How It Works

This page summarizes how parsing, scoring, fetchers, and observability fit together so contributors can reason about the system before editing code or docs.

Audience: Contributors and operators who want the architecture overview.
Prerequisites: Basic familiarity with HTML parsing and async I/O.
Time: ~10 minutes.
What you'll learn: How parsing, scoring, fetchers, and observability connect.

Deterministic Pipeline

  1. Parse HTML with JustHTML inside extractor.py, stripping script/nav noise before candidate scoring.
  2. Score blocks using Readability-style signals (density, link ratio, heading boosts). Intuitively, $$density = \frac{text_length}{node_area}$$ favors long paragraphs inside narrow containers.
  3. Select the winner, normalize headings/links, and emit sanitized HTML + Markdown plus metadata (title, excerpt, warnings, word_count).
  4. Reuse fetchers by funneling every CLI/server/Python request through FetchPreferences, which picks Playwright or httpx deterministically based on installed extras and per-request overrides.

Boundaries & Storage

  • extractor.py owns candidate scoring; fetcher.py and network.py own HTTP/Playwright orchestration; server.py stays thin and only parses environment variables into typed settings (see .github/instructions/software-engineering-principles.instructions.md).
  • When you opt in via --storage-state/ARTICLE_EXTRACTOR_STORAGE_STATE_FILE, headed Playwright sessions persist cookies to storage_state.json and queue deltas beside the file so multiple workers share authenticated sessions without race conditions.
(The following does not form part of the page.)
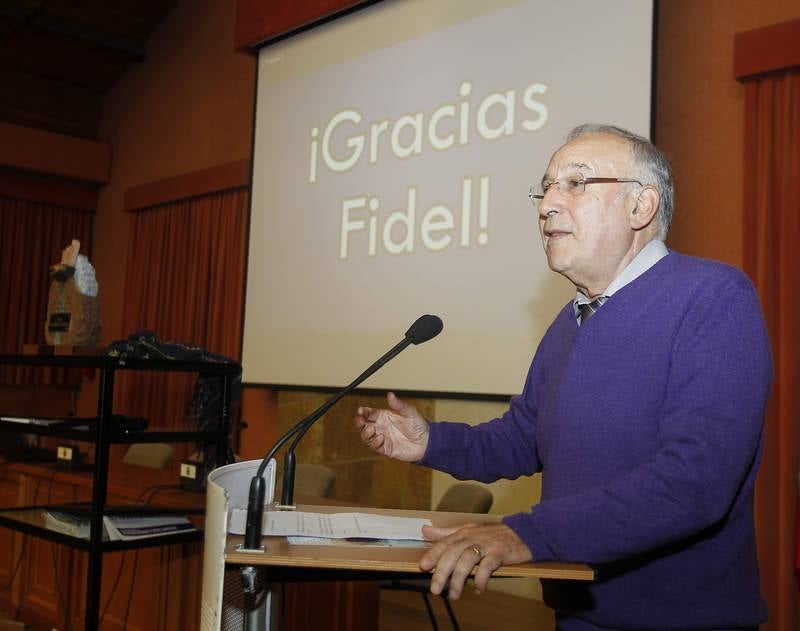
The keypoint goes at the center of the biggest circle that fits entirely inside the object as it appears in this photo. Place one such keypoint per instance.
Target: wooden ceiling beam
(134, 48)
Leave the setting unset for the default ephemeral behavior, and tune the queue thresholds listed in the Reference when logs warn about pending entries or stale snapshots.

Observability

  • Structured logs expose request_id, latency, fetcher choice, cache hits, and queue depth; enable them via ARTICLE_EXTRACTOR_LOG_DIAGNOSTICS=1 and the log level/format env vars documented in the Operations Runbook.
  • Optional StatsD metrics (article_extractor.cli_extractions.success, article_extractor.server.latency_ms) stream when ARTICLE_EXTRACTOR_METRICS_ENABLED=1 with metrics_sink=statsd.

When you need runnable instructions, jump back to the Tutorials and Operations pages—the pipeline above explains why those commands behave the way they do.